The authors have also conducted an ingenious and intriguing series of social-psychological experiments to show that Southerners respond to threats and insults in different ways than Northerners do. This is some of the best evidence ever assembled on the violent proclivities of Southerners and a formidable challenge to the many scholars (oddly enough, most of them Yankees) who have pooh-poohed the "regional subculture of violence" thesis. In one series of experiments, subjects were affronted and insulted (for example, an associate of the experimenter would "accidentally" bump into the subject while walking down the hall and mutter "asshole"), then tested for cortisol and testosterone levels as well as assessed with paper-and-pencil tests. Sure enough, Southern males in these experiments showed significantly stronger physiological and attitudinal responses than Northern males. In another study, observers stationed in the hall (pretending to do homework but actually observing closely) noted whether the subjects' reactions to the insult were amusement or anger. Southern subjects were significantly less amused and marginally more angry than Northern subjects.
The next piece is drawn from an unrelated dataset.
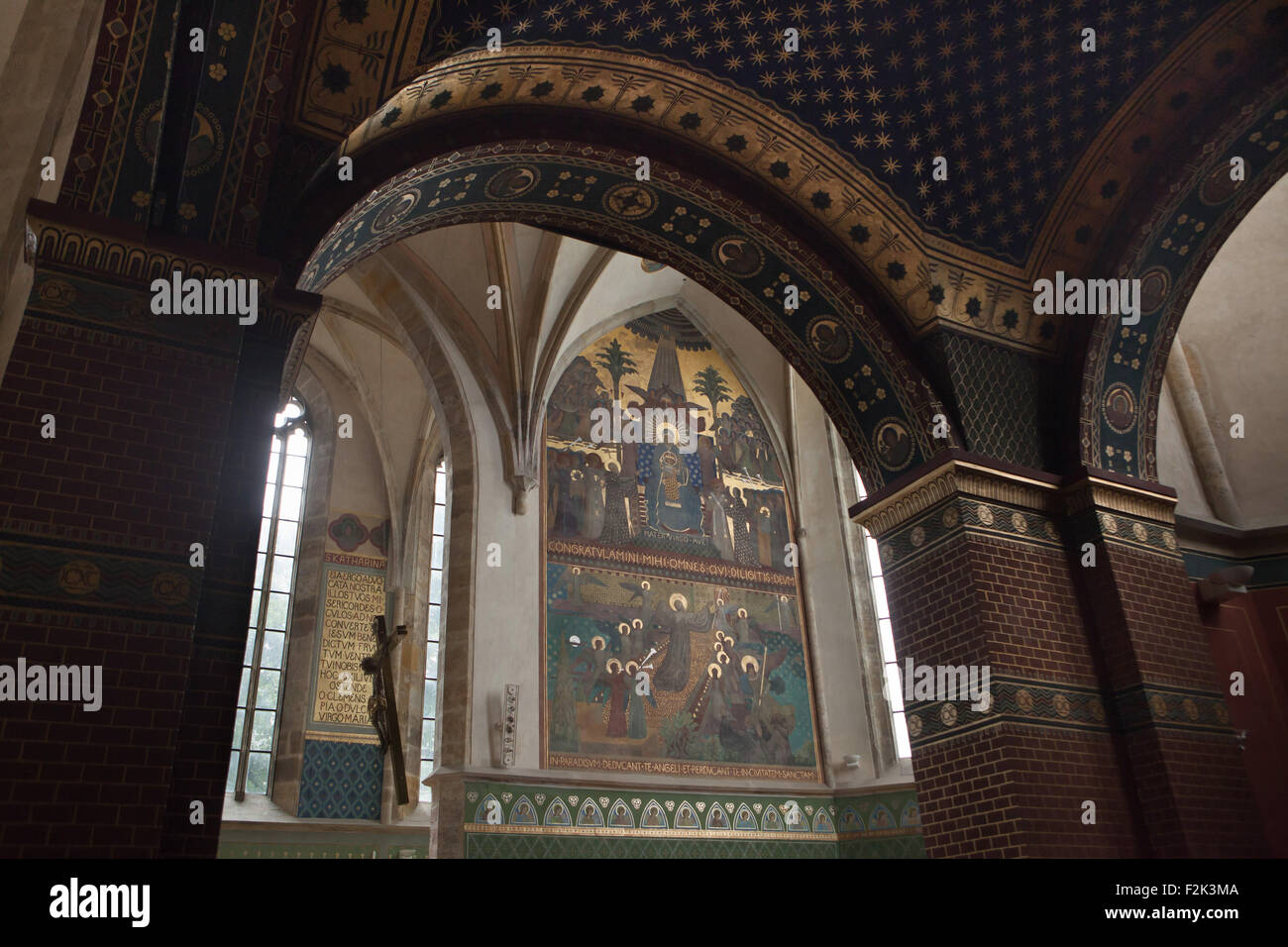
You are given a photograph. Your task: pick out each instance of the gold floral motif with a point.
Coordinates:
(78, 578)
A possible weakness in the study is that the subjects were students at the University of Michigan, hardly a typical batch of small-town Southern rednecks. To people in the South, "going North" to college usually means Vanderbilt or Duke, or possibly Virginia, so Southern males who end up at a place like the University of Michigan are highly self-selected. At the same time, a "typical batch of rednecks" would almost certainly react even more strongly to these experimental conditions.
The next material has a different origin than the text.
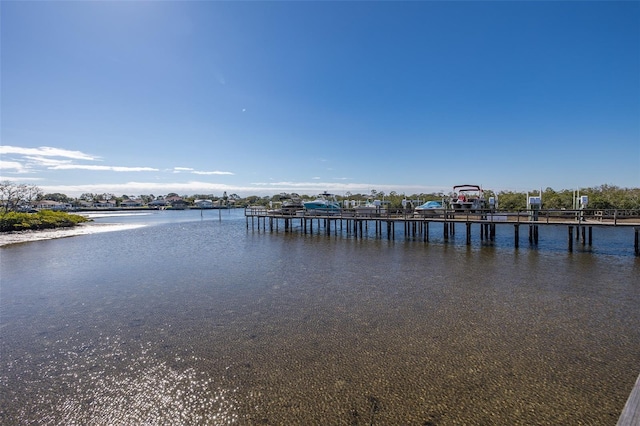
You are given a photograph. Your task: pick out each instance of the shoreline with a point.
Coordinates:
(18, 237)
In sum, Nisbett and Cohen make a strong case that the South is truly (not just accidentally) distinctive in its attitudes and behaviors concerning violence. Unfortunately, that does not necessarily tell us very much, if anything, about the ultimate source of the distinction. To say that the observed patterns reflect a generalized "culture of honor" restates but does not explain those patterns. If there is, indeed, a culture of honor in the South that lends itself to violence, where did it come from? And why is it uniquely Southern? Here Culture of Honor is rather thin and unpersuasive: "We believe that the southern culture of honor derives from the herding economy brought to the region by the earliest settlers and practiced by them for many decades thereafter." Elsewhere the authors refer to the Scotch-Irish origins of the early South, the hard-scrabble herding economy of the era, and the "worldwide" association between herding economies and "concerns about honor and readiness to commit violence to conserve it."
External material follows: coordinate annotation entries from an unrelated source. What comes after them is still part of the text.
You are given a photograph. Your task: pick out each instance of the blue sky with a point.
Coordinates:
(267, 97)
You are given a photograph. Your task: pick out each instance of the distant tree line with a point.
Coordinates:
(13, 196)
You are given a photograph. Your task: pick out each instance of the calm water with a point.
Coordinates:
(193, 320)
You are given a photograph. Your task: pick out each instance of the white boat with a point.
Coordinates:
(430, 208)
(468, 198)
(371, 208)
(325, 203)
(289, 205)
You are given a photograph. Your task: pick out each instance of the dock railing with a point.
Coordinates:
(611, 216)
Nisbett and Cohen call this argument "the weakest part of our thesis," with good reason. The implication is that Yankees of Scotch-Irish origins would be just as prone to violence as Southerners, which is not likely to be the case. This is not to suggest that the herding thesis is wrong, only that it seems rather a stretch as argued here. One would like to see evidence on the origins of the Southern culture of violence that is as persuasive as the evidence of its existence. The evidence assembled here, while certainly intriguing and even fascinating at times, does not rule out alternative explanations for the higher rate of violence in the South–including my favorite, originally proposed by Sheldon Hackney as early as 1970: "In the South, there's just more folks who need killing."

We seek to understand violence in order to control it. By dismissing a range of conventional explanations for the Southern "tendency," Culture of Honor implicitly questions the efficacy of certain policies. If "more guns" is not the reason why the South is more violent, then gun control is not the solution; if poor race relations do not explain Southern violence, then better race relations will not eliminate the disparity.

Assuming Nisbett and Cohen are essentially right, higher rates of violence in the South have cultural roots that stretch back centuries, which implies that we cannot reasonably expect short- term interventions to have much of an impact. If the problem is based in culture, the only reasonable solution is to change the culture. And as sociologists constantly remind us, that is much easier said than done.